Two miles away, behind the reinforced oak doors of the county precinct headquarters, the atmosphere carried none of the artistic buoyancy of the theater annex. The windows were high, narrow, and covered by thick aluminum blinds that blocked out the gray afternoon light, leaving the interior swallowed by the green-and-amber glow of tactical monitors.

Detective Quive Stephenson sat behind his heavy mahogany desk, his long trench coat draped over the back of his leather chair, his sharp, weathered features pinched into a mask of absolute, unadulterated frustration. His silver pocket watch lay open on the green blotter, its ticking digits counting down the minutes until the it cleared the Columbus terminal.

Standing directly across from him, leaning against the closed door with a cold calmness, was a tall man dressed in a dripping yellow oilskin raincoat. His rubber boots were still dusted with the gray limestone grit of the eastern ridge, and his hands were shoved deep into his wet pockets.

"The containment order is already through the pipe, Bill," Stephenson hissed, his voice a jagged whisper as he leaned forward, his knuckles turning a stark, bloodless white against the desk. "Jarvis logged the verification terminal an hour ago. If the federal director sees your extraction logs from the regional hospital before we secure the university's student registry, the entire Ohio unit is going to find themselves reassigned to a black site."

The man in the raincoat—Buffalo Bill—didn't move. He didn't look at the pocket watch or the tactical maps spread between them. Slowly, the corner of his mouth twitched into an enigmatic, dark smile beneath the shadow of his hood.
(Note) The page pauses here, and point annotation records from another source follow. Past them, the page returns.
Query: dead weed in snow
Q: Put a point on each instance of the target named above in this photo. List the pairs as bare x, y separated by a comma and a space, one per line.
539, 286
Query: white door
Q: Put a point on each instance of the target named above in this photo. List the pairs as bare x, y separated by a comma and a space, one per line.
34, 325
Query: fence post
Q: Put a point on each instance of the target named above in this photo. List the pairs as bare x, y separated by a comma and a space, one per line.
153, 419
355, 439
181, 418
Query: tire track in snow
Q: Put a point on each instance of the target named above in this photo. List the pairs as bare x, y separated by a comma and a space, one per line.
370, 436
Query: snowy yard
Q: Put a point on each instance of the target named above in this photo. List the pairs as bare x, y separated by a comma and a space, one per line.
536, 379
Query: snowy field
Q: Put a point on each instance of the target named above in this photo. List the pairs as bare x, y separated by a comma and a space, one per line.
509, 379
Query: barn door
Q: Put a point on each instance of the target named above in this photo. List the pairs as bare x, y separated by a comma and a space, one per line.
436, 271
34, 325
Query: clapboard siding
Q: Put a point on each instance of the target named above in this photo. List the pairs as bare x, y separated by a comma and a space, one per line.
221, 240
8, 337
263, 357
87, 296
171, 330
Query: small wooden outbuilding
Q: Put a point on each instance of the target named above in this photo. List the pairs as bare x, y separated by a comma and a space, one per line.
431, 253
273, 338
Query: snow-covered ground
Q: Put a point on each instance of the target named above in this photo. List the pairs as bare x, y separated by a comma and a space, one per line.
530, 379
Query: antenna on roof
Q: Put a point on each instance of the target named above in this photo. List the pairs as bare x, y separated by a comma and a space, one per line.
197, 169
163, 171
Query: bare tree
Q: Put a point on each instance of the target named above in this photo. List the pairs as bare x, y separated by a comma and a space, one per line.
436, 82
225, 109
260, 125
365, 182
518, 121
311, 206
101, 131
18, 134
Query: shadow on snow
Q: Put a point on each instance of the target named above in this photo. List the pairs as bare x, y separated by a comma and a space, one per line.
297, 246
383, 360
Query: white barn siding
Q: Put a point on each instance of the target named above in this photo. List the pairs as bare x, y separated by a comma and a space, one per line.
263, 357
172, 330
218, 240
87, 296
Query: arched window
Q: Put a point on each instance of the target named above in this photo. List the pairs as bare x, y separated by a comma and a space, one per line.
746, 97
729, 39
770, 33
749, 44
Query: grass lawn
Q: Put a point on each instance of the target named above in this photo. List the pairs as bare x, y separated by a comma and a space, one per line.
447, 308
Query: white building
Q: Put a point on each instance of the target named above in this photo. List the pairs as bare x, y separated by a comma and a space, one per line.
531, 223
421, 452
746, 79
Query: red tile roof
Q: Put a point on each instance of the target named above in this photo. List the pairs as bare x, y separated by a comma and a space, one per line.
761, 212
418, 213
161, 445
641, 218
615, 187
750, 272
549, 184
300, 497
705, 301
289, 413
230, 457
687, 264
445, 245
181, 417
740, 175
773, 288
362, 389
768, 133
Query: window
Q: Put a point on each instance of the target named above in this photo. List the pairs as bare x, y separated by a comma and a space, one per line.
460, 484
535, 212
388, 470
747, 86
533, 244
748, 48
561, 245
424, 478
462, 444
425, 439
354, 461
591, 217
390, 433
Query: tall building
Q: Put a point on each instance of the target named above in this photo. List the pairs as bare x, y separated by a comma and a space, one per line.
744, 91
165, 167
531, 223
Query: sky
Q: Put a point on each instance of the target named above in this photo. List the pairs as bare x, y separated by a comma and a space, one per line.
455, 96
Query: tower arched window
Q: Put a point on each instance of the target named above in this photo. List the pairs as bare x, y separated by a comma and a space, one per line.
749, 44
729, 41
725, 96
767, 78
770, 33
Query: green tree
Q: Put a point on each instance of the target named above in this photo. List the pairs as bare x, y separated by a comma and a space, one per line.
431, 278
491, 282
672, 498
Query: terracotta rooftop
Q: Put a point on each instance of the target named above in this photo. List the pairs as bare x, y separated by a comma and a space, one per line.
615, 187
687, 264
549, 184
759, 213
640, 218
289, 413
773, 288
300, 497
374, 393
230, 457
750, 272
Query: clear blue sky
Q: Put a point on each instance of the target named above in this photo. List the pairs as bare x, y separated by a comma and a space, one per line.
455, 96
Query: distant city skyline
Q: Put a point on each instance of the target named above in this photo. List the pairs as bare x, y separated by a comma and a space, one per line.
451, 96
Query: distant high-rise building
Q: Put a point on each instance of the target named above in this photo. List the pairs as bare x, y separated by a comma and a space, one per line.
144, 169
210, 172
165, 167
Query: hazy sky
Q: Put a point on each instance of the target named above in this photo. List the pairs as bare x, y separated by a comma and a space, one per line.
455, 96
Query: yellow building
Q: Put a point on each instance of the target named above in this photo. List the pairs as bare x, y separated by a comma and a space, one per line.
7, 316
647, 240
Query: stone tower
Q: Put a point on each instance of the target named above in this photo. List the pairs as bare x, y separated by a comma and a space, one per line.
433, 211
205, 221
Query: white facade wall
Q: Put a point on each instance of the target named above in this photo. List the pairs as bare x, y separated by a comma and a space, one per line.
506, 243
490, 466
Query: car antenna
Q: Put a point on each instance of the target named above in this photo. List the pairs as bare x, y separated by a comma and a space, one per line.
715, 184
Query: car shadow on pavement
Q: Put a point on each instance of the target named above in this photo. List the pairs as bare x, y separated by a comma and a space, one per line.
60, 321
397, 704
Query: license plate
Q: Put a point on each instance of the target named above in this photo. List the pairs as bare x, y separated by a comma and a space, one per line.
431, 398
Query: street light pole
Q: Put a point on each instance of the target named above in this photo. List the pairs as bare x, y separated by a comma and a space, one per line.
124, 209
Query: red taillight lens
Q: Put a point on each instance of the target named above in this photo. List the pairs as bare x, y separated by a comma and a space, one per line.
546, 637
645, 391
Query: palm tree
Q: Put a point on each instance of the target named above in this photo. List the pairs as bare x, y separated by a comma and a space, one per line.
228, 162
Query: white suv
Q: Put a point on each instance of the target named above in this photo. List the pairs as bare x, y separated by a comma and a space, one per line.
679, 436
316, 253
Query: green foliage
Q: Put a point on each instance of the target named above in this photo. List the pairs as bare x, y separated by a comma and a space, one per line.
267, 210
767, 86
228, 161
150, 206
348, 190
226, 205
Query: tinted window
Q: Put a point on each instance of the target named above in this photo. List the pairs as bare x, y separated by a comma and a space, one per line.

"The federal director doesn't care about the registry, Quive," Bill said, his voice a flat, unhurried rumble that sounded like dry stones shifting in a riverbed. "They care about the rats. A squishy clean sub-floor and every single unit I extracted from the clinic yesterday had its digital insurance trail rewritten before the body was cold. The local coroner thinks it's all wild animal trauma."

He pulled his right hand from his pocket, producing a small, dense cylinder of dark, magnetized alloy—the identical twin to the Byte Seal that Stephenson had used to secure the subterranean capsule.

He tossed it onto the desk, where it landed with a dull, heavy thunk right next to the silver pocket watch.

"Your teenagers are the ones leaving teeth in the dirt," Bill added, his bloodshot eyes narrowing under the dim office light.

"The hot-wiring old iron behind the maintenance annex has had some Asian freelancer shopping in the regional mall while my tables are running wet. If your Vince Duchy cell can't keep the architecture right inside a small room, I'm going to start cutting my patterns from the university third-floor dormitory block."

Stephenson grabbed his hair with visible frustration, a thin line of cold sweat breaking across his forehead as he reached for his blue handkerchief. "The asian guy is far more dangerous than you think. Although I don't know why someone like him, a yakuza is here, Bill, but he was a huge help to us in Paris".

" Huh, you mean the one with that psycho Ian as the center of it all," Bill at this moment seemed genuinely surprised. He was aware of the incident in France to some extent especially how Ian got to auction off many arms to different groups of huge assets.